Thank you for the bug report, I'll look into it next week 👍
Here the Editor Log:
{"tid":"0x3fc9c7000","timestamp":1723583356,"level":"INFO","function":"print_timings","line":321,"msg":"prompt eval time = 26406.68 ms / 2699 tokens ( 9.78 ms per token, 102.21 tokens per second)","id_slot":0,"id_task":41,"t_prompt_processing":26406.678,"n_prompt_tokens_processed":2699,"t_token":9.783874768432753,"n_tokens_second":102.2089942551653}
{"tid":"0x3fc9c7000","timestamp":1723583356,"level":"INFO","function":"print_timings","line":337,"msg":"generation eval time = 12923.37 ms / 76 runs ( 170.04 ms per token, 5.88 tokens per second)","id_slot":0,"id_task":41,"t_token_generation":12923.372,"n_decoded":76,"t_token":170.0443684210526,"n_tokens_second":5.8808181022723796}
{"tid":"0x3fc9c7000","timestamp":1723583356,"level":"INFO","function":"print_timings","line":347,"msg":" total time = 39330.05 ms","id_slot":0,"id_task":41,"t_prompt_processing":26406.678,"t_token_generation":12923.372,"t_total":39330.05}
{"tid":"0x3fc9c7000","timestamp":1723583356,"level":"INFO","function":"update_slots","line":1794,"msg":"slot released","id_slot":0,"id_task":41,"n_ctx":4096,"n_past":2776,"n_system_tokens":0,"n_cache_tokens":2776,"truncated":true}
{"tid":"0x3fc9c7000","timestamp":1723583356,"level":"INFO","function":"update_slots","line":1812,"msg":"all slots are idle"}
{"tid":"0x3fc9c7000","timestamp":1723583356,"level":"INFO","function":"launch_slot_with_task","line":1046,"msg":"slot is processing task","id_slot":0,"id_task":48}
2024-08-13T21:09:16.361Z|0x1f251cc00|LLM 11: Severe error occured
{"tid":"0x3fc9c7000","timestamp":1723583356,"level":"INFO","function":"update_slots","line":2095,"msg":"kv cache rm [p0, end)","id_slot":0,"id_task":48,"p0":2694}
[Crash!]
Edit: log exchanged with a more informative one
Edit2: Digging this for a while now i came to belive, that other errors just bubbled up throgh the stack into the warmup callback and that itself is innocent.

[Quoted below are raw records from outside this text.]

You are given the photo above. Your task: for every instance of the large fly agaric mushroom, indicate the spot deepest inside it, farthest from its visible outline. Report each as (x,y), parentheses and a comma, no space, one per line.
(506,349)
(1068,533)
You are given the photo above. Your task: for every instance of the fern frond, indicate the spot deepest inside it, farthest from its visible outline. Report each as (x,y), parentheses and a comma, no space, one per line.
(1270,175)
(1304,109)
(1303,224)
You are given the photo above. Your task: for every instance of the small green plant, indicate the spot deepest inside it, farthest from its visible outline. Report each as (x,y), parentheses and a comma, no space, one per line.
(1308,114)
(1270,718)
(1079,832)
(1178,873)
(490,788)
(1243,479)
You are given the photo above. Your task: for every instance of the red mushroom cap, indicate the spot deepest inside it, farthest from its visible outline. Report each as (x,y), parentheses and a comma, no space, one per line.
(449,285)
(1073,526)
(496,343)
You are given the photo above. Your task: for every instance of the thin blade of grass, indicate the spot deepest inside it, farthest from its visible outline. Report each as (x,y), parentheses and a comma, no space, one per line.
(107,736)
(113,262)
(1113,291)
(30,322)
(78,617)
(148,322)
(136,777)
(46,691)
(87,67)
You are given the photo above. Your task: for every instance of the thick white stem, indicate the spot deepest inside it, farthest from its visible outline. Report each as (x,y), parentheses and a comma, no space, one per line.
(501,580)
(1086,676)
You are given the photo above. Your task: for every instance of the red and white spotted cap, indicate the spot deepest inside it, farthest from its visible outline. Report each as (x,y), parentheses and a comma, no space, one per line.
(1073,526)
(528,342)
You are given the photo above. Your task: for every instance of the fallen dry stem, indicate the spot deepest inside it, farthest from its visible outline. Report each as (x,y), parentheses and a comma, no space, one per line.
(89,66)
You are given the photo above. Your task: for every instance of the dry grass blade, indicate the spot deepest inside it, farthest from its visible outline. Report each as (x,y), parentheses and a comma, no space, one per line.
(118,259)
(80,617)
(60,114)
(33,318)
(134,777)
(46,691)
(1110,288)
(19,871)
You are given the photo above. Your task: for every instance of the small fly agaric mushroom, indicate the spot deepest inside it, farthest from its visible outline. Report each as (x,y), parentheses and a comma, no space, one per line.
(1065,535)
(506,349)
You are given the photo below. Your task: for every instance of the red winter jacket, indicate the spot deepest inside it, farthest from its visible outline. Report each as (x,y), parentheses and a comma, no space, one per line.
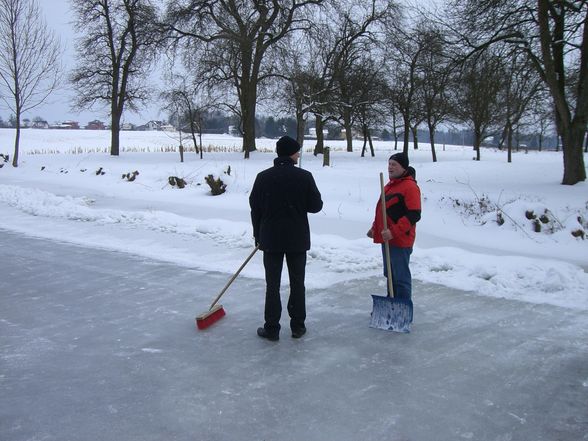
(403,209)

hi, could you check again with the latest release (v2.2.0)?
I implemented a fix in the LLM creation / destruction.
Hi, i have checked the latest release and noticed that the llmCharacter WarmupCallback can return before llm.started. Combined with a Nullref in the callback allegedly caused the original error above.
UnityThread
{
_ = llmCharacter.Warmup(WarmUpCallback);
}
private void WarmUpCallback()
{
llm.SetBasePrompt("something")); // LLM not created error
NotExisting.Val = x; // Crash with last reported lifesign comming from LLM
}
imo the crash is resolved - unity is just gone before it can name the real culprit up the stack.
I can't think how this can happen 🙂 .
All the local chat calls (i.e. not on remote server) including warmup pass through this line
https://github.com/undreamai/LLMUnity/blob/main/Runtime/LLMCharacter.cs#L714
which proceeds only if the llm has failed or started successfully.
This i not exactly my expertise and I'am just guessing that it could be a UnityMainThread vs. Tasks thing. Here is what i found: Tasks may not synchronize correctly with Unity's main thread and Unity API calls made from threads other than the main thread can lead to such race conditions. You can use UnityMainThreadDispatcher or use UnityEngine.UnitySynchronizationContext to marshal back to the main thread.